问题
I'm working off this example:
http://numba.pydata.org/numba-doc/0.15.1/examples.html#multi-threading
and it states that:
You should make sure inner_func is compiled at this point, because the compilation must happen on the main thread. This is the case in this example because we use jit().
It seems in the example that calling jit on a function ensures compilation at that time.
Would the multithreaded example work if instead of calling jit
on the function we had used jit
with argument types specified as a decorator? I think this is equivalent to asking if the function would be compiled upon definition if jitted with a decorator.
import numba as nb
import numpy as np
def inner_func(result, a, b):
threadstate = savethread()
for i in range(len(result)):
result[i] = np.exp(2.1 * a[i] + 3.2 * b[i])
restorethread(threadstate)
signature = nb.void(nb.double[:], nb.double[:], nb.double[:])
inner_func_nb = nb.jit(signature, nopython=True)(inner_func)
vs
import numba as nb
import numpy as np
signature = nb.void(nb.double[:], nb.double[:], nb.double[:])
@nb.jit(signature, nopython=True)
def inner_func(result, a, b):
threadstate = savethread()
for i in range(len(result)):
result[i] = np.exp(2.1 * a[i] + 3.2 * b[i])
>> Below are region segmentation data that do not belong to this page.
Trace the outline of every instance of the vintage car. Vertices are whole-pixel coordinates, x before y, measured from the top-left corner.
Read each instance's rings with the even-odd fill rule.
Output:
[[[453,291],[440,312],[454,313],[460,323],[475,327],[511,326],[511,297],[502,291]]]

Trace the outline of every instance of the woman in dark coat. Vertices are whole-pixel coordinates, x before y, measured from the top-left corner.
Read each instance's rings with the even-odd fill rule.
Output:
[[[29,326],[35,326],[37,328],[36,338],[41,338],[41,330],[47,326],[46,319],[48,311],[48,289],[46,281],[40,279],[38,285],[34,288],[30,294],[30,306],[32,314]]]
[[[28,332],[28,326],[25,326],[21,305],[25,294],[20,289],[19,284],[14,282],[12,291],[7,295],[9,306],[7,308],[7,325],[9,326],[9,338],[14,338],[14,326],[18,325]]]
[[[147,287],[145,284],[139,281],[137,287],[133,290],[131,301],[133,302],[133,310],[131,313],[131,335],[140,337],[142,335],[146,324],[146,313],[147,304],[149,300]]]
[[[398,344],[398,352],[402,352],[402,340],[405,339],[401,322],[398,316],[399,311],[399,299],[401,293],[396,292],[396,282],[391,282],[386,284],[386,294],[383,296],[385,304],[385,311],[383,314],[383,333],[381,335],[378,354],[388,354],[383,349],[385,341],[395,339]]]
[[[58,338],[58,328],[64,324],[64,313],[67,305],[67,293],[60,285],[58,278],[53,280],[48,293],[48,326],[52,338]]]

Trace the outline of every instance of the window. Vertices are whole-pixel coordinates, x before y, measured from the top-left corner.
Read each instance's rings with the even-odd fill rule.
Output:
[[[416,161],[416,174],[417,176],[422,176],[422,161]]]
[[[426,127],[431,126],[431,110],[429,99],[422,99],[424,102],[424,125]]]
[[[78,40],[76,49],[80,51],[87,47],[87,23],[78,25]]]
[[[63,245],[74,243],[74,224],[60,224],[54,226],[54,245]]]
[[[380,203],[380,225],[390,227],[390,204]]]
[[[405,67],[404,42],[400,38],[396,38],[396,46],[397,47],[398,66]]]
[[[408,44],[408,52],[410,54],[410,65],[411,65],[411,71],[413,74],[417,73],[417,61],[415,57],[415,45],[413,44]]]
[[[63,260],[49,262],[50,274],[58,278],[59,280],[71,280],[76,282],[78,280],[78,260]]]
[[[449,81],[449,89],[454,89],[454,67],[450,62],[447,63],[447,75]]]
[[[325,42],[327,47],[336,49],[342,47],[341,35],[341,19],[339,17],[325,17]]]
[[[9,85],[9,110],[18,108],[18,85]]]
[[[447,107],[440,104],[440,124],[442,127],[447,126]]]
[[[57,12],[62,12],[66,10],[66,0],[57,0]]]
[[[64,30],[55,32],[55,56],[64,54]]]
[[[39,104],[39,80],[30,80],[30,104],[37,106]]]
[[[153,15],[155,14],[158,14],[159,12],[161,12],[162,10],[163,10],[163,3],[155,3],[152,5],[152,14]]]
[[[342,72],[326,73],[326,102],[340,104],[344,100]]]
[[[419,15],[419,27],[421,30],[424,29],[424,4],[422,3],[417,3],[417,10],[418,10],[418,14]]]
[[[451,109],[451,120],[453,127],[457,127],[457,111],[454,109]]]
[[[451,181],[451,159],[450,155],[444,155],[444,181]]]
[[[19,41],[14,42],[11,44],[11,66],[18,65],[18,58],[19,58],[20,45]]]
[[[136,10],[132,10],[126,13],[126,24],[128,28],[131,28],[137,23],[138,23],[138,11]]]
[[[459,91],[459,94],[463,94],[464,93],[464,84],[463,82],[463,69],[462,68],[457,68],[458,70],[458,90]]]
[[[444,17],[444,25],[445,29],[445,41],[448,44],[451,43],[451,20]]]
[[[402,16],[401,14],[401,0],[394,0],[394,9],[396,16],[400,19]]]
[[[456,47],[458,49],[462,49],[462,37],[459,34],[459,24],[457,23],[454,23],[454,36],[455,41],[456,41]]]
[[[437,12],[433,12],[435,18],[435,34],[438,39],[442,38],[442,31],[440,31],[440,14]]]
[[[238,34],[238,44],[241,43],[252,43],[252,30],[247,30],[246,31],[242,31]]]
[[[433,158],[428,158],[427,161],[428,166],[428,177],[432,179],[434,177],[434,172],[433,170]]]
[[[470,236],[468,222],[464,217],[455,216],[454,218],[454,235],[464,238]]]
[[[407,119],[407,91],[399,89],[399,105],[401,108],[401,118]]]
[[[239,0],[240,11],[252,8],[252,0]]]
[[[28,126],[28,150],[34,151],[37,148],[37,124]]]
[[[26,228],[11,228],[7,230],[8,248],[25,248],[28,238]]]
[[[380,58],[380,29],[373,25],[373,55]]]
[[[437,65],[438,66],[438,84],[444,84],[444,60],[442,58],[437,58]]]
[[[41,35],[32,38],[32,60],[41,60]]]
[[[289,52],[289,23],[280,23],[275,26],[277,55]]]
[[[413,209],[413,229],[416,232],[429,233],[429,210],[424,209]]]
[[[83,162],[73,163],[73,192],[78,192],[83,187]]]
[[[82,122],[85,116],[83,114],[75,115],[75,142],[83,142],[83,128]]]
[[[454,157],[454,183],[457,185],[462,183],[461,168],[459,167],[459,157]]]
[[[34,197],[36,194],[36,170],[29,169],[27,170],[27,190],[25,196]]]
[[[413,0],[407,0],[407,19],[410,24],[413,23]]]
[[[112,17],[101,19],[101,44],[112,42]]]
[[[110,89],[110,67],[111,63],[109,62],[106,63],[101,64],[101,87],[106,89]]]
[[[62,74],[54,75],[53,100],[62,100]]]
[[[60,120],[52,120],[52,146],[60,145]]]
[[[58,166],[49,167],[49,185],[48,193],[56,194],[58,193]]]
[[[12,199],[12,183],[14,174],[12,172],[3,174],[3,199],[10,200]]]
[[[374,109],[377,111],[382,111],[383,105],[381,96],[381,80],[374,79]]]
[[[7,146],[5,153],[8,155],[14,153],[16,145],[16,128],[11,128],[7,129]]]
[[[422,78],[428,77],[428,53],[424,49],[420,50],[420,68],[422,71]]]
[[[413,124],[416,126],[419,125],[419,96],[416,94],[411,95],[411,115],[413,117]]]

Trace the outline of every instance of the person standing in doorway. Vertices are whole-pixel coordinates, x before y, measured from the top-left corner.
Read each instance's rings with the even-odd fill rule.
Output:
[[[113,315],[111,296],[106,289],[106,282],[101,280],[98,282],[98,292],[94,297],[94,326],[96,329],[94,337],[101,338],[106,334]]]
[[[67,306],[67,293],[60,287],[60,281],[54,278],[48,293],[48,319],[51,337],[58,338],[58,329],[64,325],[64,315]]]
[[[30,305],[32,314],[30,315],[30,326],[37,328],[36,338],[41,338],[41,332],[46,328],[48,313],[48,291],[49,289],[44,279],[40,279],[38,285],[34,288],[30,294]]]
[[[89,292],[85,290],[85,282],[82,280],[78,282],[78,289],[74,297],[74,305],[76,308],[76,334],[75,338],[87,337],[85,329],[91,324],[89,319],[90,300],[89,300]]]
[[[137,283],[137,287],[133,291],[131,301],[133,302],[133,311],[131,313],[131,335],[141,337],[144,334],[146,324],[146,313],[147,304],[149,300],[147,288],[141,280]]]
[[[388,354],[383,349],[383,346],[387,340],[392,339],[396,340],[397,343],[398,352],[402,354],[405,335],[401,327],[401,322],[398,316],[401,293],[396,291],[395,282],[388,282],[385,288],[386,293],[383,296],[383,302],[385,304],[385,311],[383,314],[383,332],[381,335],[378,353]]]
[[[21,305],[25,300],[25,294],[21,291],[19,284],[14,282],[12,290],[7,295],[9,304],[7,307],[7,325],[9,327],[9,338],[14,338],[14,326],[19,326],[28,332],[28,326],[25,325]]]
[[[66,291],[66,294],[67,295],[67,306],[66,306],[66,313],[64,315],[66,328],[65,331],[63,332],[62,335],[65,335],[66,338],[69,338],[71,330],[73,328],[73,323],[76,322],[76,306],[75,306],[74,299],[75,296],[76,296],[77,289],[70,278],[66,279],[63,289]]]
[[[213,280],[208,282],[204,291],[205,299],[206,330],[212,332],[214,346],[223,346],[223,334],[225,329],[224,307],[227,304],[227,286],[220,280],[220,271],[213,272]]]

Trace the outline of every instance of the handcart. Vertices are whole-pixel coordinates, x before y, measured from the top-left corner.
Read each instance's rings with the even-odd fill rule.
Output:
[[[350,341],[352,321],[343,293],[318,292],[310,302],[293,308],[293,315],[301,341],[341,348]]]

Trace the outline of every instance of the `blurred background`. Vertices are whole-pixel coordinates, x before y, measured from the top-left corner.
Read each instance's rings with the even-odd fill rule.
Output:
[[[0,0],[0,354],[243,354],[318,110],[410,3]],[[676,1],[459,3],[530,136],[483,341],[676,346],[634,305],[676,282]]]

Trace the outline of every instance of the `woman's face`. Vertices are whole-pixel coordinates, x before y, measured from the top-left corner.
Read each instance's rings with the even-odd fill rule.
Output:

restorethread(threadstate)
回答1:
Unless I'm missing something, your two examples are exactly equivalent, not because of anything numba does (or doesn't do), but because that's how decorators work. I'll explain the general principle and you can double-check whether that's the transformation you are asking about. This code:
@d(arg)
def f(x): ...
is by definition equivalent to:
_decorator = d(arg)
def f(x): ...
f = _decorator(f)
which, if we make the reasonable assumptions that d(arg)
has no side effects, can be rewritten as:
def f(x): ...
f = d(arg)(f)
The decorator can't even tell the difference (without deliberately using fragile black magic).
The sole difference is that, in the first example, you called the decorated function inner_func_nb
instead of replacing inner_func
with it. This would cause different behavior if you called inner_func
, since in the first example you'd be calling the un-decorated un-jitted function. That doesn't mean the jitting doesn't happen, only that its result is stored under a different name.